Using coordinates as targets¶
With sklearn-xarray you can easily point an sklearn estimator to a
coordinate in an xarray DataArray or Dataset in order to use it as a target
for supervised learning. This is achieved with a Target object:
>>> from sklearn_xarray import wrap, Target
>>> from sklearn_xarray.datasets import load_digits_dataarray
>>> from sklearn.linear_model.logistic import LogisticRegression
>>>
>>> X = load_digits_dataarray()
>>> y = Target(coord='digit')(X)
>>> X
<xarray.DataArray (sample: 1797, feature: 64)>
array([[ 0., 0., 5., ..., 0., 0., 0.],
[ 0., 0., 0., ..., 10., 0., 0.],
[ 0., 0., 0., ..., 16., 9., 0.],
...,
[ 0., 0., 1., ..., 6., 0., 0.],
[ 0., 0., 2., ..., 12., 0., 0.],
[ 0., 0., 10., ..., 12., 1., 0.]])
Coordinates:
* sample (sample) int64 0 1 2 3 4 5 6 ... 1790 1791 1792 1793 1794 1795 1796
* feature (feature) int64 0 1 2 3 4 5 6 7 8 9 ... 55 56 57 58 59 60 61 62 63
digit (sample) int64 0 1 2 3 4 5 6 7 8 9 0 1 ... 7 9 5 4 8 8 4 9 0 8 9 8
>>> y
sklearn_xarray.Target with data:
<xarray.DataArray 'digit' (sample: 1797)>
array([0, 1, 2, ..., 8, 9, 8])
Coordinates:
* sample (sample) int64 0 1 2 3 4 5 6 ... 1790 1791 1792 1793 1794 1795 1796
digit (sample) int64 0 1 2 3 4 5 6 7 8 9 0 1 ... 7 9 5 4 8 8 4 9 0 8 9 8
The target can point to any DataArray or Dataset that contains the specified coordinate, simply by calling the target with the Dataset/DataArray as an argument. When you construct a target without specifying a coordinate, the target data will be the Dataset/DataArray itself.
The Target object can be used as a target for a wrapped estimator in accordance with sklearn’s usual syntax:
>>> wrapper = wrap(LogisticRegression())
>>> wrapper.fit(X, y)
EstimatorWrapper(...)
>>> wrapper.score(X, y)
1.0
Note
You don’t have to assign the Target to any data, the wrapper’s fit method
will automatically call y(X).
Pre-processing¶
In some cases, it is necessary to pre-process the coordinate before it can be
used as a target. For this, the constructor takes a transform_func parameter
which can be used with the fit_transform method of transformers in
sklearn.preprocessing (and also any other object implementing the sklearn
transformer interface):
>>> from sklearn.neural_network import MLPClassifier
>>> from sklearn.preprocessing import LabelBinarizer
>>>
>>> y = Target(coord='digit', transform_func=LabelBinarizer().fit_transform)(X)
>>> wrapper = wrap(MLPClassifier())
>>> wrapper.fit(X, y)
EstimatorWrapper(...)
Indexing¶
A Target object can be indexed in the same way as the underlying
coordinate and interfaces with numpy by providing an __array__
attribute which returns numpy.array() of the (transformed) coordinate.

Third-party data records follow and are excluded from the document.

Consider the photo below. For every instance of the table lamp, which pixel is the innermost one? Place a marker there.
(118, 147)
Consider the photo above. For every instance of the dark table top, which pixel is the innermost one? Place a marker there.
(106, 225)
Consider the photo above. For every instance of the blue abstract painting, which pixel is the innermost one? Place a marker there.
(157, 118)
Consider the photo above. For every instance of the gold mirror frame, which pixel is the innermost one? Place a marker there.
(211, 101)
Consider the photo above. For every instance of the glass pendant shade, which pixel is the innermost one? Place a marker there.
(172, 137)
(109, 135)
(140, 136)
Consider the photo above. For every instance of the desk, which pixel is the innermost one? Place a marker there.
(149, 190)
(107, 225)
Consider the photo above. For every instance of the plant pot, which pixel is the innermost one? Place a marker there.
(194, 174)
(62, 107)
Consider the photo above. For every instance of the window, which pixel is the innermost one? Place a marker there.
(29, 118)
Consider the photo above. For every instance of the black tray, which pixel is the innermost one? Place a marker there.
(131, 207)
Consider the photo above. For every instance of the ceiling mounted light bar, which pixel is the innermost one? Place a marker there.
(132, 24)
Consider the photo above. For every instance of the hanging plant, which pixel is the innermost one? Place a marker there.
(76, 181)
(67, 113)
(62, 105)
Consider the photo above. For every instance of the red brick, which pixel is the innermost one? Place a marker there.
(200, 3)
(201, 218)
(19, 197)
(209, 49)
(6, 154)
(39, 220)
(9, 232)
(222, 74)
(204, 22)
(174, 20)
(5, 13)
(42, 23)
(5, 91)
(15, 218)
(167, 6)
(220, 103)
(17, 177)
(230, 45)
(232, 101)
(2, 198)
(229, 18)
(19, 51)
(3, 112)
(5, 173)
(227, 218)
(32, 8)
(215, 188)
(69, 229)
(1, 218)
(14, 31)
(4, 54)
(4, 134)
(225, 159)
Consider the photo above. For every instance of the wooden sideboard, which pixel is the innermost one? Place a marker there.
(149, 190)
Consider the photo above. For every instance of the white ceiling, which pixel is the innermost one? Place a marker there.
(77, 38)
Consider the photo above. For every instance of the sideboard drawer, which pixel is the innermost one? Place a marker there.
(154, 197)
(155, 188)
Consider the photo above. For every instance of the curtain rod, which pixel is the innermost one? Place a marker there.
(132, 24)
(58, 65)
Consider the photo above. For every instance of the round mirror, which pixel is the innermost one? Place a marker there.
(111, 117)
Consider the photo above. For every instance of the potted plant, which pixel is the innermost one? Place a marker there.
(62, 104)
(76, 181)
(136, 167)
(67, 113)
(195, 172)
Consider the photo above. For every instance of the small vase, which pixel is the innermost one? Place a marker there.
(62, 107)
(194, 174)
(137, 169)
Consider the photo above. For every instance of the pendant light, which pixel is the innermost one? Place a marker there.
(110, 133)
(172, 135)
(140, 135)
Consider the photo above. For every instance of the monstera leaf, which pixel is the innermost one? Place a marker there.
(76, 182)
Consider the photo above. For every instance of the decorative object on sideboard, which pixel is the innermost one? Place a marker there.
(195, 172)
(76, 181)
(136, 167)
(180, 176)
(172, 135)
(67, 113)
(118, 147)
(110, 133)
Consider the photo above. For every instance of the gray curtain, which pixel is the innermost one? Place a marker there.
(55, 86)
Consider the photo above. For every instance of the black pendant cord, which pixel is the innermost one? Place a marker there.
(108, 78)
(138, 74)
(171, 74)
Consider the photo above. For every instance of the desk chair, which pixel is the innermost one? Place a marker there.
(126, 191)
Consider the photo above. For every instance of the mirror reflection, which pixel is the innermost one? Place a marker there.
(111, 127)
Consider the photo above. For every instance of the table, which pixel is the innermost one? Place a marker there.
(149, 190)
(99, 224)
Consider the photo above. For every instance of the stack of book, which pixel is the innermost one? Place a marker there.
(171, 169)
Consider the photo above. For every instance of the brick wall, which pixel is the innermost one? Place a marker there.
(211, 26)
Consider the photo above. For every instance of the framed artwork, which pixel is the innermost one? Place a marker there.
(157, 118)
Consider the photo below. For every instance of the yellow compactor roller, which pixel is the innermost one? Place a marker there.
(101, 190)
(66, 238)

Multi-dimensional coordinates¶
In some cases, the target coordinates span multiple dimensions, but the
transformer expects a lower-dimensional input. With the dim parameter of
the Target class you can specify which of the dimensions to keep.
You can also specify the callable reduce_func to perform the reduction of
the other dimensions (e.g. numpy.mean). Otherwise, the coordinate will
be reduced to the first element along each dimension that is not dim.
Lazy evaluation¶
When you construct a target with a transformer and lazy=True, the
transformation will only be performed when the target’s data is actually
accessed. This can significantly improve performance when working with large
datasets in a pipeline, because the target is assigned in each step of the
pipeline.
Note
When you index a target with lazy evaluation, the transformation is
performed regardless of whether lazy was set.